De este perfil descarnado sólo exceptúa a las víctimas, personas sencillas atrapadas en redes que escapan a su control, de las que desconocen su existencia y ante las que finalmente sucumben. No salen mejor parados los propios servicios de inteligencia, particularmente el británico, del que Le Carré formó parte y de cuya experiencia nutrió sus primeros libros y quizá toda su visión posterior.

Seguramente alguien como Kim Philby habría suscrito la misma lectura de un mundo que compartieron en épocas distintas. Si alguien encarna la traición y el éxito no es otro que Harold Adrian Russel Philby. Nadie supo como él disfrazar sus lealtades y elevarse durante tres décadas y tres guerras por encima de las sospechas hasta erigirse en el más devastador agente doble infiltrado por la inteligencia soviética en Occidente.

Siempre estuvo ligado a España. Sus inicios como espía los forjó en la guerra civil. Pudo asesinar a Franco cuando éste le condecoró personalmente en 1938 como periodista de The Times. La hipótesis del magnicidio frustrado siempre ha conducido a elucubrar cómo este hombre desconocido para la mayoría, un periodista inglés de buena familia, habría podido cambiar el curso de todo un país.
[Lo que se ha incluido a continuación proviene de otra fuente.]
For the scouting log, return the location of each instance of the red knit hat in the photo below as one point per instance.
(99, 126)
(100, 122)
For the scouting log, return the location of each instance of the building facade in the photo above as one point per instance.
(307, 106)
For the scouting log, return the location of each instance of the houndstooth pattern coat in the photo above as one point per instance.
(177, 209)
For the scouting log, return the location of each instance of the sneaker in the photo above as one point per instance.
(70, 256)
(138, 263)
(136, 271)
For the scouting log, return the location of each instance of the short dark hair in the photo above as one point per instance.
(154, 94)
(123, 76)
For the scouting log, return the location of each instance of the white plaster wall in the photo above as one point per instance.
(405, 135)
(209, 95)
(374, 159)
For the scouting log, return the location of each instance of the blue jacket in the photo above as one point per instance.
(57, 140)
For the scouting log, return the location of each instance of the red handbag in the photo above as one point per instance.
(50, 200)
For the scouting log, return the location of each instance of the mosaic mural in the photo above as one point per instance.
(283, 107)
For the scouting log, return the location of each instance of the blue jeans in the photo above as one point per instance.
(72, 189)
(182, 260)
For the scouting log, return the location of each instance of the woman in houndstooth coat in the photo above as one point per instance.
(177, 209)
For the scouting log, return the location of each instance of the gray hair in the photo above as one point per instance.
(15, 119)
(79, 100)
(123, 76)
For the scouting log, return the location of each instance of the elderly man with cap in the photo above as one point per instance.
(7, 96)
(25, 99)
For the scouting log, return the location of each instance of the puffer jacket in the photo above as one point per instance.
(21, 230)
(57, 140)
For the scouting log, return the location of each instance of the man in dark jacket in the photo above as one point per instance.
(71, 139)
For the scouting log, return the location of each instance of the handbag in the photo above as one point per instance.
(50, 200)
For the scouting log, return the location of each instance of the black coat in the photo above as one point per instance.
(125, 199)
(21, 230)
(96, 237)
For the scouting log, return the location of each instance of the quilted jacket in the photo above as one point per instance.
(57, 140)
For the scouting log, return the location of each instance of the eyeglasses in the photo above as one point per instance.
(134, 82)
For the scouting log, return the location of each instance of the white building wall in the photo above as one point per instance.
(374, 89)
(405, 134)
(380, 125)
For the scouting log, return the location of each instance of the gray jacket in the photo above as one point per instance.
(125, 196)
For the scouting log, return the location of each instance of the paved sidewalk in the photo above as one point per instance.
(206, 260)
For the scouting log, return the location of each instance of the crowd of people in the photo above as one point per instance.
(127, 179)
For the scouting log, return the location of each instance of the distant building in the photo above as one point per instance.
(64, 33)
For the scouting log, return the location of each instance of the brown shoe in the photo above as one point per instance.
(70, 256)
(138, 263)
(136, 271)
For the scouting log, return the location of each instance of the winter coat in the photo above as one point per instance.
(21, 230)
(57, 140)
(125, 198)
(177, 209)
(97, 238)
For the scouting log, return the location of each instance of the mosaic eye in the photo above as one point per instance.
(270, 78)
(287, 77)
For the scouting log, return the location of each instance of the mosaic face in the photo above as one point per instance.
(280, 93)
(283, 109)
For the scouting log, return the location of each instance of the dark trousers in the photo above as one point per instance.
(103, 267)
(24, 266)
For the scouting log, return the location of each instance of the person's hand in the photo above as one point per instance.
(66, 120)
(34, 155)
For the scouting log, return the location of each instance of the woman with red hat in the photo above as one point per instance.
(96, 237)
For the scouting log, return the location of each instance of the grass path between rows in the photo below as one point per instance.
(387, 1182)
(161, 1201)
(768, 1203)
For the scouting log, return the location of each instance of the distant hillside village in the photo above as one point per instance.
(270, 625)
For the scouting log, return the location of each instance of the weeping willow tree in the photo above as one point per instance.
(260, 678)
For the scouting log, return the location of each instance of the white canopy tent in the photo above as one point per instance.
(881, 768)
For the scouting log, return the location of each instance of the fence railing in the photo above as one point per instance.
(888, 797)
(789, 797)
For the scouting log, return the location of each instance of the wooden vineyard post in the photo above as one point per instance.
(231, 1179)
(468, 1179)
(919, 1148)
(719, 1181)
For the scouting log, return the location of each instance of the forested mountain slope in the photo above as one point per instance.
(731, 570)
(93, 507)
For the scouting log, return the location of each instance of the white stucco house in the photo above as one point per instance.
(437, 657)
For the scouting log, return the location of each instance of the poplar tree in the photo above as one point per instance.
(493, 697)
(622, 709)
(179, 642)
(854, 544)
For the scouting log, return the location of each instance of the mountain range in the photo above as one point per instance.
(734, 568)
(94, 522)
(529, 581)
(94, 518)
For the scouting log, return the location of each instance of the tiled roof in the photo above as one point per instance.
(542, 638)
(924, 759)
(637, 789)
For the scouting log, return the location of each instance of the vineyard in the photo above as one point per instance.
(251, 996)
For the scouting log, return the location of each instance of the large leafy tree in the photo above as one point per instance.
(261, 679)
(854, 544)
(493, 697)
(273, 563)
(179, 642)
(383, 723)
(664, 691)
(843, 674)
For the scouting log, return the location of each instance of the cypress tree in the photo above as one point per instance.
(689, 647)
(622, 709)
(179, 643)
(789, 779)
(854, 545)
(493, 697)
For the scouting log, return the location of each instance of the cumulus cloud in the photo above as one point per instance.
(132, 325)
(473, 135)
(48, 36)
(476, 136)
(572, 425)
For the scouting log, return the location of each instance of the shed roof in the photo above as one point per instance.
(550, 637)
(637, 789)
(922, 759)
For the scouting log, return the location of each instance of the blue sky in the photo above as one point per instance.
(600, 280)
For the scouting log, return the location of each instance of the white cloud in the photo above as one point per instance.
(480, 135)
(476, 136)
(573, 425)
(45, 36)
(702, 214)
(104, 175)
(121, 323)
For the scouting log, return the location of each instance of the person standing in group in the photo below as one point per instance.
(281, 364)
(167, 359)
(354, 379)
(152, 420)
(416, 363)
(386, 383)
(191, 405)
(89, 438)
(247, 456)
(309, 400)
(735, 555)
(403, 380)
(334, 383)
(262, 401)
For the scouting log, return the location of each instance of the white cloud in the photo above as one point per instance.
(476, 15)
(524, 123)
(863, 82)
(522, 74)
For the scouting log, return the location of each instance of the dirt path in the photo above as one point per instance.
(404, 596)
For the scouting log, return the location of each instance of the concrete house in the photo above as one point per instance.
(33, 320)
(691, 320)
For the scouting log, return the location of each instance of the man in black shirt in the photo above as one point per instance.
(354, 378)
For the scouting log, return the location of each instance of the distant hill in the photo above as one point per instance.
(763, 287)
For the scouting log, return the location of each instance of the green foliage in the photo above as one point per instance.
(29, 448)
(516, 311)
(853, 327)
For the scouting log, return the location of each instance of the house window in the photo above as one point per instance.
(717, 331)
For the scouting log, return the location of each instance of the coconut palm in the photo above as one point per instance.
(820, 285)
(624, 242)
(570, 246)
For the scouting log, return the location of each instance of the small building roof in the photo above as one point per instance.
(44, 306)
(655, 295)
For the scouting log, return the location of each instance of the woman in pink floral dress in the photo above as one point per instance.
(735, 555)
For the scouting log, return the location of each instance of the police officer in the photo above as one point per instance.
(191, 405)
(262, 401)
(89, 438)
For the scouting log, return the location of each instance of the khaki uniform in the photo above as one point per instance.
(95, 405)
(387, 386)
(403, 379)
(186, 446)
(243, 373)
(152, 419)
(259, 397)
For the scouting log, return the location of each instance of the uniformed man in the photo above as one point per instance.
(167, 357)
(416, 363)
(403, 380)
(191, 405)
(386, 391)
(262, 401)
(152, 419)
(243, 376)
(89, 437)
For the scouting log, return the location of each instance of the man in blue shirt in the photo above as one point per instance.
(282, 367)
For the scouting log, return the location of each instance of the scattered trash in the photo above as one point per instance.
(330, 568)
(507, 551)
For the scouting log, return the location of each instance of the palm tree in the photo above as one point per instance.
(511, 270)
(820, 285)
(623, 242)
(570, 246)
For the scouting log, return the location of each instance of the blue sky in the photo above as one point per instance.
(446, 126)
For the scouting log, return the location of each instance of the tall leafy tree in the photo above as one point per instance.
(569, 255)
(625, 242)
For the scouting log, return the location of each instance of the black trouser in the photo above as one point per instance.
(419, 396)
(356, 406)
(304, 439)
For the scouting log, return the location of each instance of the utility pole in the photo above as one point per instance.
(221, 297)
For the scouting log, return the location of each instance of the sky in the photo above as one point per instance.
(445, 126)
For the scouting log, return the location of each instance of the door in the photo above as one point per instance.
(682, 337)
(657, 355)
Cuando desertó a Moscú en 1963 era coronel emérito del KGB. Dos de sus más leales agentes y amigos, Guy Burguess y Donald McLean, habían huido antes y su pista conducía inequívocamente a Philby. Al despedirse de un antiguo amigo en Madrid no descuidó las formas adquiridas en Cambridge ni el talento atesorado durante años: le envió una postal con la imagen de los tres reyes amigos camino de Oriente; su modo de confesar que era el tercer hombre camino de Moscú.

Philby fue y sigue siendo no sólo un traidor para su país, sino EL traidor, posiblemente el más humillante escándalo para el Imperio británico durante el siglo XX. Él, que incluso en Moscú conservó la flema sajona, como mantuvo su querencia por el whisky y el cricket, se limitaba a responder con desgana: “Nunca he sido un traidor a mis ideas”.

Fernando Rueda recrea en una reciente novela (“La voz del pasado”) la estancia intermitente de Philby en España a lo largo de los años, la sorprendente vida de este nómada perpetuo que si fue un traidor fue en todo caso un traidor como los nuestros.